Meyer Burger Technology AG said it’s planning to restart module production in Germany’s “Solar Valley” from next year to feed growing European Union demand for green energy. Over the last decade, EU manufacturers have been crushed by Chinese panel makers that have grown to dominate the global market.
“I think it’s a problem that the world leaves solar panel production to China,” said Meyer-Burger Chief Executive Officer Gunter Erfurt in an interview.
The company bought the stock and patents of Germany’s bankrupt Solarworld AG and rented a factory south of Berlin to build the solar modules. It’s raised 165 million Swiss francs ($180 million) to revive manufacturing, with a potential output covering almost a third of annual new European panel demand by the middle of the decade.
Researchers warned in May that the bloc has to massively ramp up solar generation in order to meet its 2030 climate goals. Bringing back manufacturing capacity from China could help spur employment and the development of new automated-manufacturing technologies, according to the report by the European Commission’s Joint Research Centre.
Meyer-Burger, based just outside of Bern, paid just 12 million euros ($14 million) for the assets of Solarworld, a company which achieved a peak market value of about 4.6 billion euros in 2007. Erfurt grew up in the mining region nestled along Germany’s border to the Czech Republic and was formerly a managing director at the defunct panel maker.

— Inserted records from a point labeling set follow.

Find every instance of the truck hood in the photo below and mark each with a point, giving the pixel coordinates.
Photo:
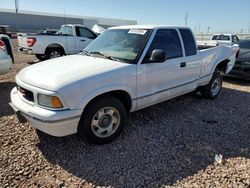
(56, 73)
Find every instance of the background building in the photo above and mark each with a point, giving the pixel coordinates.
(28, 21)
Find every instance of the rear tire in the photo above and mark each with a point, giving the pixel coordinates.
(103, 120)
(213, 88)
(52, 53)
(40, 57)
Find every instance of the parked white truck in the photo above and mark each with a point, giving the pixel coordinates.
(221, 39)
(6, 54)
(70, 39)
(125, 69)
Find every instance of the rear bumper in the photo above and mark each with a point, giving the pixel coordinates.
(55, 123)
(25, 50)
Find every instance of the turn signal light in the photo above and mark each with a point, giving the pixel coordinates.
(31, 41)
(56, 103)
(2, 45)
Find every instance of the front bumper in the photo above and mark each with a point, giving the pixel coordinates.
(55, 123)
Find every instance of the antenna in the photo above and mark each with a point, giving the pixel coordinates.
(186, 18)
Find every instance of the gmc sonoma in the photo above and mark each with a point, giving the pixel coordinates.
(125, 69)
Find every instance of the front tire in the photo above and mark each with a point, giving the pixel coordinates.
(213, 88)
(103, 120)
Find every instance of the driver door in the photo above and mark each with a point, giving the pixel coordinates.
(159, 81)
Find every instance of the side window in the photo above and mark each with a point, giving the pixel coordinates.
(82, 32)
(189, 43)
(167, 40)
(235, 39)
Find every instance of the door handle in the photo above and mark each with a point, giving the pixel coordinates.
(183, 64)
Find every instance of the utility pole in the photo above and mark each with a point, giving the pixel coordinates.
(199, 27)
(241, 32)
(208, 29)
(186, 18)
(17, 19)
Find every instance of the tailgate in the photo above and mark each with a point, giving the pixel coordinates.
(22, 40)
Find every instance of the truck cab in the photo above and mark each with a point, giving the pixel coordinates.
(225, 39)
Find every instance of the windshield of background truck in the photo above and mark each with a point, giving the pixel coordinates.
(221, 37)
(124, 45)
(65, 30)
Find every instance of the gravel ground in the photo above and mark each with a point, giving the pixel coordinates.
(171, 144)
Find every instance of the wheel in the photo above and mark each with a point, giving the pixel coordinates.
(213, 88)
(103, 120)
(52, 53)
(40, 57)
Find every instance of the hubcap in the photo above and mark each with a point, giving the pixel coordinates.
(216, 86)
(54, 54)
(105, 122)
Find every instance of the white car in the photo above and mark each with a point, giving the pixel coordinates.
(70, 39)
(125, 69)
(6, 54)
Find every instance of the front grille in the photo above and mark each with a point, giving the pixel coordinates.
(28, 95)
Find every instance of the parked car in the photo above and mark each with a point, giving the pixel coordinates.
(70, 39)
(225, 39)
(3, 30)
(6, 54)
(242, 65)
(125, 69)
(48, 31)
(221, 39)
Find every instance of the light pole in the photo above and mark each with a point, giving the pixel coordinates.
(17, 20)
(186, 18)
(241, 32)
(208, 29)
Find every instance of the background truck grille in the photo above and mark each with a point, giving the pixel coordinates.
(28, 95)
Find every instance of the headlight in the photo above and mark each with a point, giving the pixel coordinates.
(49, 101)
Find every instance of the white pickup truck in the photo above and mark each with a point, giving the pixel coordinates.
(6, 54)
(70, 39)
(221, 39)
(125, 69)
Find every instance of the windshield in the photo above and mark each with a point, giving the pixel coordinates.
(124, 45)
(245, 44)
(65, 30)
(221, 37)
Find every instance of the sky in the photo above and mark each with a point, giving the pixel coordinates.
(219, 15)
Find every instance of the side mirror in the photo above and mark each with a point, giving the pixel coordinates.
(157, 56)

Solar Valley, an hour’s drive south of Berlin, is an industrial reminder of Germany’s solar boom-to-bust years. In the heyday of module production in the late 2000s, the region boasted 3,500 workers, most employed at Q Cells SE. Insolvent by 2012, that company lingers on with less than a fifth of its former workforce in Germany as a unit of South Korea’s Hanwha Corp.
Meyer-Burger will seek to narrow Chinese advantages while trying to stay a nose ahead in technological superiority, according to Erfurt, who said that engineering talent in eastern Germany is now more cost competitive than in Shanghai. The Swiss company could also benefit from EU rules makers, who renewed solar tariffs as high as 75% on solar glass from China last month.

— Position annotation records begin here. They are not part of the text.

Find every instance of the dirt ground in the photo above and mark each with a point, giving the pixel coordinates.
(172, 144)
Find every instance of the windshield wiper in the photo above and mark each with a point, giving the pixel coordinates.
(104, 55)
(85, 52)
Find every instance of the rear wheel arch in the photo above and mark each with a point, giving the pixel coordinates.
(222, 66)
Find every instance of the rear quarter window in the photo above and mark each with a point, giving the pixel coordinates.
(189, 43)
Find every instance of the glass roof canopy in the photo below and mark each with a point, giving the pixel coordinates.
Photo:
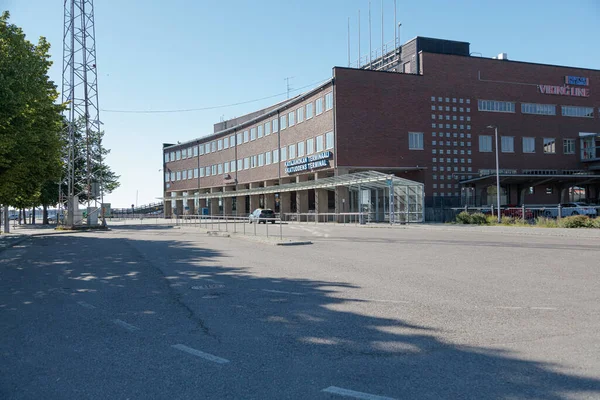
(354, 181)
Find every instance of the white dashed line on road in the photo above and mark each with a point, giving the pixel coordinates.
(201, 354)
(281, 292)
(354, 394)
(86, 305)
(129, 327)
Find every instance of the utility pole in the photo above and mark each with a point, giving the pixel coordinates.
(80, 92)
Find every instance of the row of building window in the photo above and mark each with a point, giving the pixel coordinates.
(536, 109)
(300, 149)
(507, 145)
(278, 124)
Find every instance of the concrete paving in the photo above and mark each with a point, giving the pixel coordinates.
(406, 313)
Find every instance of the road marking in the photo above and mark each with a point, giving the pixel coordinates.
(352, 393)
(86, 305)
(125, 325)
(201, 354)
(281, 291)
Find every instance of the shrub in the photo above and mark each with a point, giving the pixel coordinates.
(479, 219)
(574, 221)
(463, 218)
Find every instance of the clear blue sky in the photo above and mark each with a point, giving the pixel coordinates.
(179, 54)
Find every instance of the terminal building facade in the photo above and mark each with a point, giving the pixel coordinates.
(427, 113)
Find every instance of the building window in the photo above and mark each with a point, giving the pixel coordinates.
(319, 143)
(329, 140)
(485, 143)
(329, 101)
(528, 145)
(572, 111)
(496, 106)
(508, 144)
(549, 146)
(569, 146)
(415, 141)
(309, 111)
(300, 114)
(319, 106)
(310, 146)
(538, 109)
(301, 149)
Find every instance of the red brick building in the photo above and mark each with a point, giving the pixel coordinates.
(422, 112)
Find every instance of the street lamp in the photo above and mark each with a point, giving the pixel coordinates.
(497, 171)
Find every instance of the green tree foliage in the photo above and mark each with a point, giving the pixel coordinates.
(30, 120)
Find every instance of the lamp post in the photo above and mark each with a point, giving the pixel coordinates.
(497, 171)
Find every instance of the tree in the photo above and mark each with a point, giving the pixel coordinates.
(30, 120)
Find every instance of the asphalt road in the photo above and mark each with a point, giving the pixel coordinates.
(159, 312)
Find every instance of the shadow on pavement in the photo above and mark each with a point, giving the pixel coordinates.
(298, 317)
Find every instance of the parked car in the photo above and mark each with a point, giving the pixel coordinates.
(262, 215)
(578, 209)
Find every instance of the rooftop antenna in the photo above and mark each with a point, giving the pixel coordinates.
(287, 84)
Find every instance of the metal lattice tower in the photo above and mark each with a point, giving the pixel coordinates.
(80, 93)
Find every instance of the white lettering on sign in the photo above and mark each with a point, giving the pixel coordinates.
(564, 90)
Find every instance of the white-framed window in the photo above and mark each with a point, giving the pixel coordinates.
(309, 110)
(497, 106)
(569, 146)
(528, 145)
(300, 114)
(319, 143)
(283, 122)
(538, 109)
(549, 146)
(310, 146)
(329, 101)
(300, 149)
(572, 111)
(508, 144)
(415, 140)
(319, 106)
(329, 140)
(485, 143)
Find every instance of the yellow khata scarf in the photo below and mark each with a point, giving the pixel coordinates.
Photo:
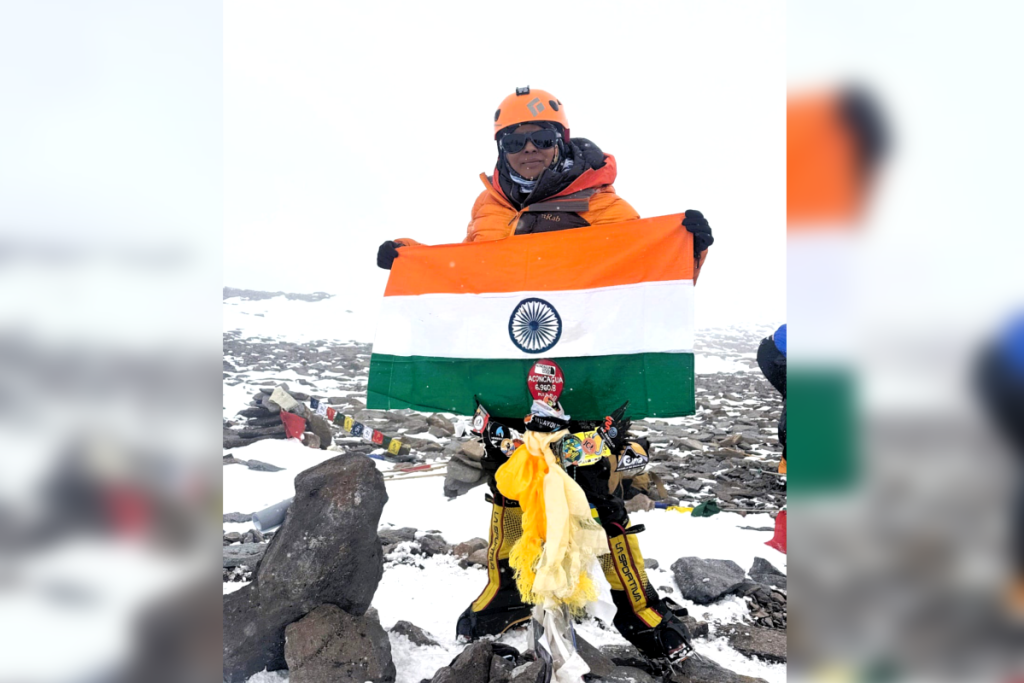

Current solar growth rates in Europe lend a measure of credence to Erfurt’s gamble. Led by Spain, the trade bloc added 16.7GW of solar last year, a jump of over 100% on 2019. Counting on solar to feed power to electrical mobility and heating, Germany last year almost doubled its target for solar to about 98 gigawatts by 2030, more than the U.K.’s current total electricity capacity.
A 2019 study commissioned by Meyer-Burger, and undertaken by the independent Fraunhofer Institute, suggested that the company’s future panels may be three years ahead of the competition, potentially raising power and yield by 10% compared to panels with the same technology.

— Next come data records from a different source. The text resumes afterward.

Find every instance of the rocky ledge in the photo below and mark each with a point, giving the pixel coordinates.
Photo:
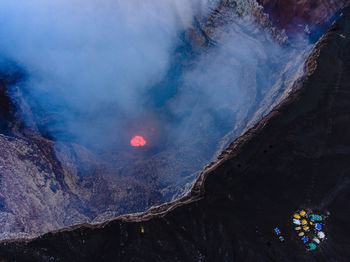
(295, 157)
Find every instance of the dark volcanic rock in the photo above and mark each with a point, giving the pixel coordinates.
(294, 16)
(295, 157)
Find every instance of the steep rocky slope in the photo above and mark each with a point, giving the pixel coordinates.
(295, 157)
(47, 185)
(294, 16)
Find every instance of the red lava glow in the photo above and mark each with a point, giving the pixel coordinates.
(138, 141)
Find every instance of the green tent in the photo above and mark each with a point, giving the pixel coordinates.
(312, 246)
(314, 217)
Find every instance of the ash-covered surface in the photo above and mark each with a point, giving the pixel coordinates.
(49, 182)
(295, 157)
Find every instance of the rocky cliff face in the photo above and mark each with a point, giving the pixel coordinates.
(47, 185)
(311, 17)
(295, 157)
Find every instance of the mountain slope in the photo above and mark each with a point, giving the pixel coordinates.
(295, 157)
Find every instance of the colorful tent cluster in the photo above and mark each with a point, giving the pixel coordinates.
(309, 228)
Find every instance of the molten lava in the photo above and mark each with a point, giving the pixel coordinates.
(138, 141)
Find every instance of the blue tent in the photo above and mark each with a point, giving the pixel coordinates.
(277, 231)
(304, 239)
(318, 226)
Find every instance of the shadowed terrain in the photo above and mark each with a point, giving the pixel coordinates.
(295, 157)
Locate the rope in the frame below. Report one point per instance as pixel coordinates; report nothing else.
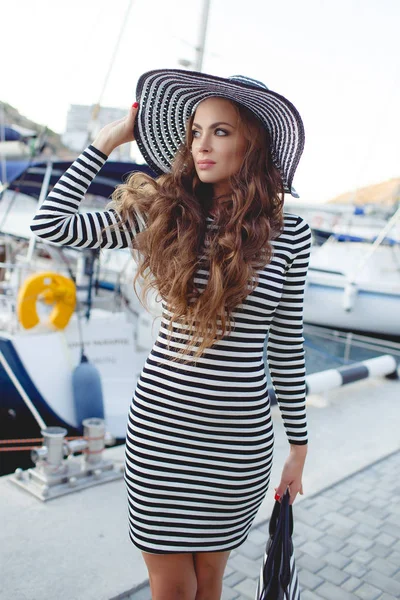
(22, 392)
(30, 440)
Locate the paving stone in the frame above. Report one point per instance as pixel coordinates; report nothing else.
(228, 570)
(387, 540)
(324, 506)
(341, 532)
(142, 594)
(305, 516)
(341, 520)
(391, 529)
(332, 592)
(234, 578)
(380, 550)
(385, 567)
(246, 566)
(308, 532)
(308, 595)
(349, 550)
(259, 535)
(334, 575)
(355, 568)
(351, 584)
(229, 594)
(346, 510)
(367, 530)
(309, 580)
(368, 592)
(324, 525)
(361, 541)
(247, 588)
(311, 563)
(314, 549)
(252, 551)
(332, 542)
(382, 582)
(363, 556)
(363, 517)
(337, 560)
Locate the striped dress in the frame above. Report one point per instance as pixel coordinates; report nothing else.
(200, 438)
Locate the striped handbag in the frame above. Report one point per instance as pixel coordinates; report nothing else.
(278, 576)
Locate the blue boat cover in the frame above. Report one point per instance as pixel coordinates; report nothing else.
(27, 177)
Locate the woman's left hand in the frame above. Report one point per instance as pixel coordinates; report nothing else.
(292, 473)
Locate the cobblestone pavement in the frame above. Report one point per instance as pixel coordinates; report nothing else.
(346, 539)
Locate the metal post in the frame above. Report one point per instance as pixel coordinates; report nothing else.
(202, 38)
(43, 194)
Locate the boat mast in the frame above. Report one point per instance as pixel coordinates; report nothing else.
(202, 37)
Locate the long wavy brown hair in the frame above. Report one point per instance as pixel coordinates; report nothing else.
(176, 241)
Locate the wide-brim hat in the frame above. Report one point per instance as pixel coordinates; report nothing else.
(168, 97)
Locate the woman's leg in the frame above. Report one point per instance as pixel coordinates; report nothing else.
(210, 567)
(172, 576)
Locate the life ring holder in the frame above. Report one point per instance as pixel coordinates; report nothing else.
(52, 288)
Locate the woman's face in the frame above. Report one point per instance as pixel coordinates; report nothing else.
(218, 145)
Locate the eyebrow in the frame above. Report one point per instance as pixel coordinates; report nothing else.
(213, 125)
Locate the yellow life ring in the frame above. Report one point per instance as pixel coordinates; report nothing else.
(53, 289)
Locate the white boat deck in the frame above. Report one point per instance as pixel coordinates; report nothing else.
(77, 547)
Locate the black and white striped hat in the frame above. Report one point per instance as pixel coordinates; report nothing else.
(168, 97)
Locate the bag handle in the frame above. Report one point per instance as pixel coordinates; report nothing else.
(286, 535)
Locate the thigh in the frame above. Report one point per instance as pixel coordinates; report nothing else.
(172, 576)
(210, 567)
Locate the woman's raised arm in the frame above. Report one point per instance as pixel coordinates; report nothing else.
(58, 220)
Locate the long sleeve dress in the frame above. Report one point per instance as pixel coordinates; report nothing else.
(199, 442)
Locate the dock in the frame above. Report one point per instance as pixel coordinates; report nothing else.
(347, 526)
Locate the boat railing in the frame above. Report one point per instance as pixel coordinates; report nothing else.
(349, 340)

Still, Meyer-Burger’s plan is ambitious, said Jenny Chase, the head of solar analysis at BloombergNEF.
“Solar manufacturing is an incredibly difficult business to make money, and retrofitting old factories has not always historically been as easy as the firms doing it hope,” she said. Chinese mono modules are currently 19 US cents a Watt, so Meyer Burger’s units would still have to be “very, very cheap,” according to Chase.